Lightning coach Jon Cooper might as well have orchestrated Barclay Goodrow’s new contract with the Rangers himself after the endorsement he gave the 28-year-old forward during Tampa Bay’s second Stanley Cup run this past season.
“You can’t have all Ferraris,” he said. “Sometimes you need a good, old-fashioned four-wheel drive Jeep, and that’s to get you through the mud and that’s what Barclay Goodrow can do for you.”
That’s the kind of player description that lit up Chris Drury’s eyes and not only prompted the Blueshirts general manager to acquire Goodrow, but then lock up the hard-nosed grinder to a six-year, $21.85 million deal on Thursday. Goodrow checks a lot of boxes that the Rangers need, Drury has said, and signing him to a long-term deal was certainly a step toward crafting a more well-balanced lineup.
Arriving on Broadway after back-to-back Stanley Cup triumphs with the Lightning, Goodrow knows exactly the kind of player he is and what he can bring to a team. He has been a Ranger for less than a day, but it seems he already understands what his role will be.
“I’m not a guy who’s going to score 30 goals or put up a ton of points,” Goodrow said frankly in his first media availability as a Ranger. “I’m the guy who’s going to be hard to play against, who’s going to kill penalties, who’s going to generate momentum for my team, who’s going to stick up for his teammates, who’s going to have leadership. I’ve learned what it takes to win at this level, I know the mindset you need to have to win, so I’d just like to share that as much as I can.”
Goodrow pointed out the versatility in his game, describing himself as an “in-your-face, hard-to-play-against guy.” And after serving in a lead role on the Lightning’s penalty kill, Goodrow said he expects to do the same for the Rangers.
Despite skating on the wing with Tampa Bay the past two seasons, Goodrow said he doesn’t have a preference for playing as a winger or center. In 63 games with the Lightning, Goodrow scored six goals and dished 16 assists to go along with 69 penalty minutes. But having played in the middle throughout his first six seasons in the NHL with the Sharks, Goodrow said he is pretty confident at either position.

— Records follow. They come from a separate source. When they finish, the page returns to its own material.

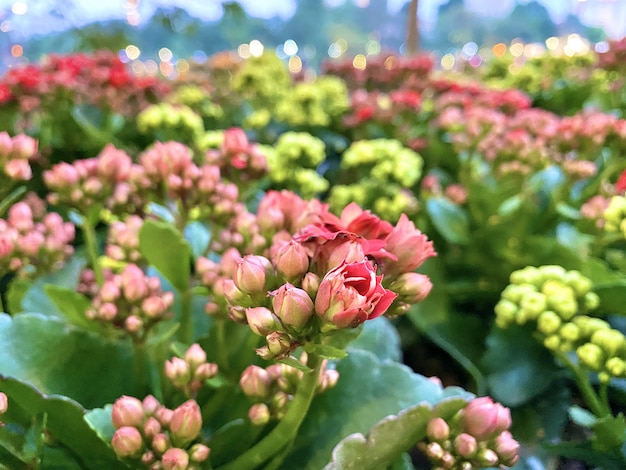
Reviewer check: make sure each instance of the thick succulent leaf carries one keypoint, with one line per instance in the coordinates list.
(166, 249)
(60, 359)
(65, 425)
(368, 390)
(389, 438)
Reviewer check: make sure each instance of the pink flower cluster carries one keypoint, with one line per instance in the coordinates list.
(477, 437)
(238, 159)
(33, 242)
(131, 301)
(319, 272)
(188, 373)
(100, 79)
(272, 389)
(158, 437)
(15, 153)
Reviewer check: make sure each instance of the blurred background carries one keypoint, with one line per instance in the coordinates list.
(162, 37)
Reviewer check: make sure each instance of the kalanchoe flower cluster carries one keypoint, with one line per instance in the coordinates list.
(171, 178)
(188, 373)
(15, 153)
(272, 389)
(293, 161)
(33, 242)
(151, 436)
(238, 159)
(165, 121)
(123, 240)
(131, 301)
(382, 173)
(322, 272)
(99, 181)
(556, 301)
(4, 405)
(476, 437)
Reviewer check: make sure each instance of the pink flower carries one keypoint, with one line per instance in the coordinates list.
(352, 293)
(409, 245)
(484, 419)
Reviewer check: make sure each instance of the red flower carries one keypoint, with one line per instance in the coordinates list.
(620, 186)
(350, 294)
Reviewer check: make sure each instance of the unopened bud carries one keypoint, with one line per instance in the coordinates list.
(438, 430)
(127, 442)
(127, 411)
(259, 414)
(175, 459)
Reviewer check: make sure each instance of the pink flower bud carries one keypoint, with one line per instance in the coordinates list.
(195, 355)
(291, 260)
(413, 287)
(259, 414)
(4, 403)
(151, 428)
(507, 448)
(483, 419)
(199, 453)
(186, 423)
(251, 273)
(127, 411)
(292, 306)
(18, 170)
(178, 371)
(438, 430)
(255, 382)
(175, 459)
(160, 443)
(279, 344)
(311, 284)
(261, 320)
(127, 442)
(465, 445)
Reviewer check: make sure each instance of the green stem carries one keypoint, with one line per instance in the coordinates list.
(584, 385)
(287, 428)
(185, 334)
(89, 233)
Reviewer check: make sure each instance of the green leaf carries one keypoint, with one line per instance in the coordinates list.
(368, 390)
(379, 337)
(609, 433)
(72, 306)
(59, 359)
(518, 367)
(388, 439)
(449, 219)
(65, 423)
(198, 236)
(165, 248)
(459, 334)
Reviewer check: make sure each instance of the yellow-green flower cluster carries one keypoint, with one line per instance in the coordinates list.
(615, 215)
(166, 121)
(378, 175)
(198, 100)
(292, 163)
(557, 302)
(314, 104)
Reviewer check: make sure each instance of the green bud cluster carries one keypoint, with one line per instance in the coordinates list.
(319, 103)
(557, 301)
(379, 175)
(166, 121)
(615, 215)
(292, 162)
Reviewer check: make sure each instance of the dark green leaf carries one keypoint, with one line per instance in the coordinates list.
(518, 367)
(165, 248)
(60, 359)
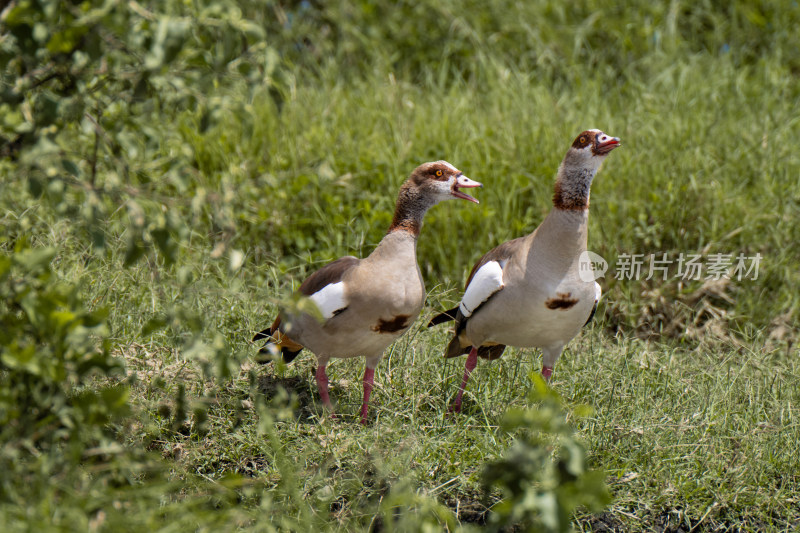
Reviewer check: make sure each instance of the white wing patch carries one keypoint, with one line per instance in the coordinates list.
(486, 281)
(330, 299)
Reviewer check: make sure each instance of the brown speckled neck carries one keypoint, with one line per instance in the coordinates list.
(571, 191)
(410, 210)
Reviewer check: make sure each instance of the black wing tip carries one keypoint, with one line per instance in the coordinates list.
(446, 316)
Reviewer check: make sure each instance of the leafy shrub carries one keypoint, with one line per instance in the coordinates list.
(544, 476)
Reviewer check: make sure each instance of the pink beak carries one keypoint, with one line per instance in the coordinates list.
(463, 182)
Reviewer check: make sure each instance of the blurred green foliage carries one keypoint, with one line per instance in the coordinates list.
(541, 492)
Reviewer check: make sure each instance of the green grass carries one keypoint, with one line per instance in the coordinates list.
(694, 387)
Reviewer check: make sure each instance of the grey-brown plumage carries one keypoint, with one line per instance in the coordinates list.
(529, 292)
(367, 304)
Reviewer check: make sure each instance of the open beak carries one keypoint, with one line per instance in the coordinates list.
(607, 145)
(463, 182)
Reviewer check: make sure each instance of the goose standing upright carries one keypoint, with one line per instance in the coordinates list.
(528, 292)
(369, 303)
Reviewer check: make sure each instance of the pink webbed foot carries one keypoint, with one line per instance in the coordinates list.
(369, 381)
(322, 386)
(472, 362)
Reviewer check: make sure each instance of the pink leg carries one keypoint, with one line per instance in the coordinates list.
(322, 385)
(369, 381)
(472, 362)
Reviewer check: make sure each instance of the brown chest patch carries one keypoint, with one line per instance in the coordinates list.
(562, 300)
(398, 323)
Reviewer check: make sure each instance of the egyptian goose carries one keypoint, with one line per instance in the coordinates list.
(369, 303)
(528, 292)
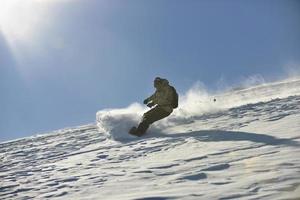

“Wherever [coach] Gerard [Gallant] wants to use me, how he wants to use me, I’m for that,” he said. “I can play up and down the lineup wherever need be, take some faceoffs, play center or the wing or wherever it may be on the ice. I think over the years I played multiple positions and I’m comfortable playing wherever the team needs me.”
As much as he didn’t want to focus on the future during his second championship run with Tampa Bay, Goodrow knew there was a good chance the cap-strapped Lightning wouldn’t be able to bring him back. But when the Rangers presented themselves as an option, he said it was an easy decision to make.
Having played against Ryan Strome since they were 7 years old, Goodrow said the Rangers’ second-line center was the first to reach out once the agreement was official. And when Goodrow arrived in New York, veteran defenseman and emerging leader Jacob Trouba took the initiative and showed him around.
Goodrow may not have played against the Rangers since right before he was traded from the Sharks on Feb. 22, 2019, prior to the coronavirus pandemic that forced the NHL to realign the divisions, but he acknowledged how skilled and talented the current roster is. He also made a point to repeat his commitment to sticking up for his new teammates.
When asked about the Rangers’ opening-night matchup against Tom Wilson and the Capitals, which is sure to be a spectacle after the end of last season’s free-for-all following the notorious agitator’s antics, Goodrow seems ready to join the fray.
“Especially a player like I am, I’m drawn to those kind of situations,” Goodrow said. “Opening night should be interesting… I’m excited to jump into a rivalry and just get right into the heat of things.”